Gaussian DP for Reporting Differential Privacy Guarantees in Machine Learning
Juan Felipe Gomez, Bogdan Kulynych, Georgios Kaissis, Flavio P. Calmon, Jamie Hayes, Borja Balle, Antti Honkela
TL;DR
This paper argues that reporting DP guarantees in ML should move beyond single $(\varepsilon,\delta)$ budgets and adopt non-asymptotic Gaussian Differential Privacy ($\mu$-GDP) as a concise, near-complete representation of the full privacy profile. It leverages open-source numerical accountants to compute the exact privacy trade-off curve and then derives the tight $\mu^*$ GDP bound, with optional regret testing to verify fit; when GDP is a poor fit, it recommends reporting the full privacy profile or $\rho$-zCDP as fallbacks. A central contribution is the introduction of a practical reporting framework that yields a single, comparable privacy parameter while preserving the ability to bound membership-inference attack risk; this framework is demonstrated on DP-SGD and the TopDown census algorithm, among others. The work provides theoretical and empirical support that GDP often matches the full DP profile in realistic ML settings, enables clearer communication to regulators and researchers, and is supported by a Python package for computation. Overall, the approach offers a principled path toward more informative and comparable privacy reporting in modern DP-enabled ML systems.
Abstract
Current practices for reporting the level of differential privacy (DP) protection for machine learning (ML) algorithms such as DP-SGD provide an incomplete and potentially misleading picture of the privacy guarantees. For instance, if only a single $(\varepsilon,δ)$ is known about a mechanism, standard analyses show that there exist highly accurate inference attacks against training data records, when, in fact, such accurate attacks might not exist.
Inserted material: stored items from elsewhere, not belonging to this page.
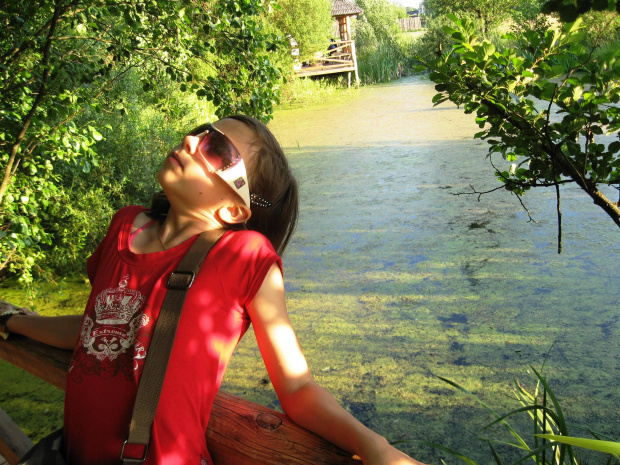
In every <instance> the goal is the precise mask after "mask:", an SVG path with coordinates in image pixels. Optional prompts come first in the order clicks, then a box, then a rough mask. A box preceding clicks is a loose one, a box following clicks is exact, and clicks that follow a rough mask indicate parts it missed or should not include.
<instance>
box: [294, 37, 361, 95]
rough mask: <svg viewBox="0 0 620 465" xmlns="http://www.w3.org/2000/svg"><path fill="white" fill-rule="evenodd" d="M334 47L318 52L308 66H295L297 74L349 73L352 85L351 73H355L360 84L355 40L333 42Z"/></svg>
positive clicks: (341, 40)
mask: <svg viewBox="0 0 620 465" xmlns="http://www.w3.org/2000/svg"><path fill="white" fill-rule="evenodd" d="M332 44H333V45H334V47H333V48H332V49H330V50H326V51H325V52H318V53H317V54H315V56H314V59H313V60H312V61H310V62H309V63H308V64H307V65H306V66H303V65H302V66H297V67H296V68H294V71H295V75H296V76H300V77H302V76H320V75H325V74H335V73H348V84H349V87H351V73H355V83H356V85H359V75H358V72H357V56H356V53H355V42H354V41H353V40H339V41H336V42H332Z"/></svg>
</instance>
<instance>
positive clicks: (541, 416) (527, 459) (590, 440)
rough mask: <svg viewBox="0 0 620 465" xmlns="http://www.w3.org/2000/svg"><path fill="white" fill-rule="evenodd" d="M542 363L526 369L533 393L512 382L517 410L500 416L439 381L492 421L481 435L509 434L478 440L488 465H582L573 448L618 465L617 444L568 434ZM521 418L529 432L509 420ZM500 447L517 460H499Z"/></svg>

In this position paper, we argue that using non-asymptotic Gaussian Differential Privacy (GDP) as the primary means of communicating DP guarantees in ML avoids these potential downsides. Using two recent developments in the DP literature: (i) open-source numerical accountants capable of computing the privacy profile and $f$-DP curves of DP-SGD to arbitrary accuracy, and (ii) a decision-theoretic metric over DP representations, we show how to provide non-asymptotic bounds on GDP using numerical accountants, and show that GDP can capture the entire privacy profile of DP-SGD and related algorithms with virtually no error, as quantified by the metric. To support our claims, we investigate the privacy profiles of state-of-the-art DP large-scale image classification, and the TopDown algorithm for the U.S. Decennial Census, observing that GDP fits their profiles remarkably well in all cases. We conclude with a discussion on the strengths and weaknesses of this approach, and discuss which other privacy mechanisms could benefit from GDP.